Stage 2 — Prototype: the feasibility study
Does it work with your data? Only when the business case convinces do we build a working prototype. Here the technical feasibility is tested under real conditions — not in a polished demo, but with your actual data.
- Data provisioning and preparation
- Prompt engineering and AI configuration
- Validation of the assumptions from Stage 1
The prototype answers the second critical question: does the technology deliver what the calculation promised? The assumptions from Stage 1 are either confirmed — or corrected before larger budgets flow.
Stage 3 — Live System: productive integration
From test to operations. After a successful prototype phase, integration into your production environment follows. The solution is adapted to your infrastructure and rolled out so that it fits seamlessly into daily work.
- System adaptation to your infrastructure
- Productive system implementation
- Strategy and compliance alignment
At this point the value is already doubly secured: economically in Stage 1, technically validated in Stage 2. The productive investment therefore happens not on suspicion, but on the basis of proven results.
Stage 4 — Operations & continuous optimisation
Go-live is the beginning, not the end. With commissioning the project is not finished. AI systems live in a changing environment: data, processes, and requirements evolve — the solution must evolve with them.
- Continuous monitoring and oversight
- Further development based on user feedback
- Prompt and model optimisation for better results
This way the impact built up in the earlier stages is preserved permanently — and improves a little with every iteration.
Why this approach works
The decisive mechanism lies in the transitions between the stages. Every transition is a deliberate decision point — a Go or No-Go. You never invest on suspicion, always on the basis of what the previous stage has proven.

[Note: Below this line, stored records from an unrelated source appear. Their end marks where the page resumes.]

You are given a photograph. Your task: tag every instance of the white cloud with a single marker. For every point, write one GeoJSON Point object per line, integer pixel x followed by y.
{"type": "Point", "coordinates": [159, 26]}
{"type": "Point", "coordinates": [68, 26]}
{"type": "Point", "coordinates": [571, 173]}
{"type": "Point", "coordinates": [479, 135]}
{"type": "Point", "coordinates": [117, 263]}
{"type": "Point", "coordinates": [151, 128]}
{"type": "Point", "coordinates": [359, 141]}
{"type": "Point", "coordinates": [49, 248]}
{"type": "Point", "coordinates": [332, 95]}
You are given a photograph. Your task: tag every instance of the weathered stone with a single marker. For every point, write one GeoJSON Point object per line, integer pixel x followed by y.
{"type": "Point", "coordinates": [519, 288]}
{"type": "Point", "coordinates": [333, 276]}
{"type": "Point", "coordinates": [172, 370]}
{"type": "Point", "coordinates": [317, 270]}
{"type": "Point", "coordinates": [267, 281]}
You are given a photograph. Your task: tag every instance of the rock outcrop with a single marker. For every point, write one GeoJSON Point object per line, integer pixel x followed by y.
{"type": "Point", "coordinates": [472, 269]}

Certainty about economic viability rises early and cheaply. Significant investments follow only once the business case is proven (graphic in German).
Risk minimisation
Through the free initial analysis and the step-by-step build-up, you invest only where the deployment demonstrably pays off.
Transparency
In every phase you know exactly where you stand — and what the next step costs.
Measurability
The business case is continuously re-checked. Promised efficiency gains do not remain theory but are proven at every stage.
Flexibility
After every phase you decide anew whether to continue. Control stays with you at all times.
What it looks like in practice
A typical scenario to illustrate: an industrial company receives orders by email — in all kinds of formats and wordings. Today an administrative assistant transfers each of these orders by hand into the ERP system.
In Stage 1 exactly this workflow is measured: How many orders arrive per day? How much time does each entry take? What is the error rate? From these numbers the business case emerges. It answers the question: if an AI captures most orders automatically and reliably, how many working hours are freed up — and how does this gain relate to project costs?
Only once that calculation works out do we move into Stage 2, where the prototype uses real sample emails to show whether the capture meets the required quality. What sounds abstract here becomes a traceable sequence of decisions — each one backed by numbers.
> AI is not an end in itself. Every automation must pay off — and that is precisely what we ensure with our approach.
The 4-stage approach makes AI projects predictable, measurable, and economically accountable. It takes the speculation out of AI adoption without taking away its ambition — and turns a gut feeling into a verifiable investment decision.
Key takeaways
- AI projects rarely fail because of technology — most often because of a missing business case.
- The 4-stage approach checks economic viability before investing.
- Stage 1 is free: a sound assessment with no risk and no obligation.
- After every stage you decide anew — control stays with you.
- The value is measured throughout, from first concept to ongoing operations.